Editorial - ¿Mascarilla o bozal? - El Sol Digital
Editorial – ¿Mascarilla o bozal?

Editorial – ¿Mascarilla o bozal?

En homenaje póstumo a Marco Mundstock, miembro de Les Luthiers fallecido hace solo unos días, podríamos decir que el Gobierno que preside Pedro Sánchez piensa que toda cuestión tiene dos puntos de vista, el equivocado y el suyo. Así, sea cual sea la crítica que reciba, el Ejecutivo no tiene culpa alguna, serán las fake news, el PP, el espantajo de la ultraderecha… cualquiera menos él y los suyos.

El Gobierno ha dejado al pie de los caballos al general de la Guardia Civil Santiago, que reveló que se investigaba a quienes se oponían a la gestión gubernamental de la crisis. Lo ha disculpado, ha dicho que fue “un lapsus” y a otra cosa, sin que la oposición reclame una comisión de investigación, aunque están en juego nuestros derechos y libertades constitucionales. Pero este episodio es uno más en el rosario de despropósitos. Semanas antes diseñaba las ruedas de prensa del presidente a su medida, seleccionando las preguntas que más le convenían; quiso sustraerse a las sesiones de control del Congreso hasta que el PP le obligó a celebrarlas; sondeó la posibilidad de internar contra su voluntad a los enfermos asintomáticos; exploró las posibilidades de control social con aplicaciones móviles; ha influido para suprimir reenvíos a más de cinco destinatarios por whatsapp; reparte dinero público a Atresmedia y Telecinco para blindarse informativamente, además de mantener en su puesto de control gubernamental a Rosa María Mateo en RTVE¿Estos eran los que hablaban de ley mordaza cuando Rajoy y Jorge Fernández Díaz? Vamos… La tentación totalitaria ya es manifiesta, prefiere los bozales a las mascarillas. De hecho, con los prorrogados estados de alarma, no ha habido en la historia democrática de España una persona que haya acumulado más poder que Pedro Sánchez, y eso que no tiene mayoría absoluta, piensen qué pasaría si la tuviera.
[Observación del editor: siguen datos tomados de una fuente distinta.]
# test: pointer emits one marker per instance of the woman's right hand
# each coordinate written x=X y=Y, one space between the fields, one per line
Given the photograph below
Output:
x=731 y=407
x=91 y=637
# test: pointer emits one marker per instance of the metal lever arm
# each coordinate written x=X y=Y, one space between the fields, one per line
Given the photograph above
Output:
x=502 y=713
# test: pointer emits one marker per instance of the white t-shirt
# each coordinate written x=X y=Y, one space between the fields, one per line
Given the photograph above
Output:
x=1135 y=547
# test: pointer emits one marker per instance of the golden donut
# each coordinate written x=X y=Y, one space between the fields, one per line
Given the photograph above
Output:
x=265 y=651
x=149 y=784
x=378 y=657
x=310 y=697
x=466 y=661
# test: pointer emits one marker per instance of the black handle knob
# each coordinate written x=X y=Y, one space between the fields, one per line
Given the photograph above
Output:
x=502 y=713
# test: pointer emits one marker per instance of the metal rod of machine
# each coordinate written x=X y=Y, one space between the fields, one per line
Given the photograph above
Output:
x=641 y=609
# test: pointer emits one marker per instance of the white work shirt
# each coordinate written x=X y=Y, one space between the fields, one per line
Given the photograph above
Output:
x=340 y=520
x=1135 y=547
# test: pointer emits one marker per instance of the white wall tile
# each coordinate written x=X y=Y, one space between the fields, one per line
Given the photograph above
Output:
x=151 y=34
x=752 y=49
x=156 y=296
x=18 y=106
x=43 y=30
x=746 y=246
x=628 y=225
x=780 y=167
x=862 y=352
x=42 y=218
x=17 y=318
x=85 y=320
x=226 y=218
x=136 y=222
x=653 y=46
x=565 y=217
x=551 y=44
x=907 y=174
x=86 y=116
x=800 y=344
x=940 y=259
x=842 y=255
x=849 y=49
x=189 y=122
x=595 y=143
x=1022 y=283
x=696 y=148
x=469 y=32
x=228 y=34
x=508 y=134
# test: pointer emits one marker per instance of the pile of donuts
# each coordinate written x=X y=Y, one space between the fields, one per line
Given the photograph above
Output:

Eso sí, cuenta con los comunistas de Podemos en el Consejo de Ministros, y en su investidura con los golpistas catalanes y los filoterroristas de ETA. Las mejores compañías.

Esta crisis del Covid-19 es seguro que sería menos crisis, homologándose a la de otros países europeos menos Bélgica, de no contar con este Gobierno y sí con uno más preparado y eficiente. Cuando los bomberos tienen que tirar las puertas de algunas casas porque la gente se muere más y también sola porque estamos confinados hay que replantearse muchas cosas. Y es que con el 0,8 por ciento de la población mundial, España tiene el 29,8 por ciento de los muertos por coronavirus. Es para preocuparnos por nuestro futuro como país.

Lo que quiere Sánchez con su pacto de reconstrucción nacional son adhesiones norcoreanas, y a estas alturas de sus hazañas parece aconsejable no creerle lo más mínimo. Cabe decir aquello de que si me engañas una vez, la culpa es tuya; si me engañas dos veces, la culpa es mía; pero si me engañas tres veces, la culpa es del PP. Y es que a veces Casado trata a Sánchez como si estuviera en un parque Disney y fuera un compañero de juegos, no valora en toda su magnitud a quien tiene enfrente.

La verdad es amarga, pero no por esta razón un buen puñado de medios de comunicación se alejan de ella sino porque buscan el arreglo económico con el Gobierno, cumpliendo así  el vergonzoso rol de palmeros del Ejecutivo, en la creencia de que si dices cien mentiras al día suenan ciertas.

Este es el Gobierno, conviene recordarlo, que dio a luz aquello de que “España no va a tener más allá de algún caso diagnosticado”, refiriéndose al Covid-19, el 31 de enero, al día siguiente de que la OMS valorara al coronavirus como una “emergencia de salud pública de preocupación internacional”.

Si las medidas higiénicas de lavarse las manos y guardar la distancia social con nuestros conciudadanos son importantes, no lo es menos, también por higiene política, retener en la memoria la verdadera naturaleza de quienes nos gobiernan.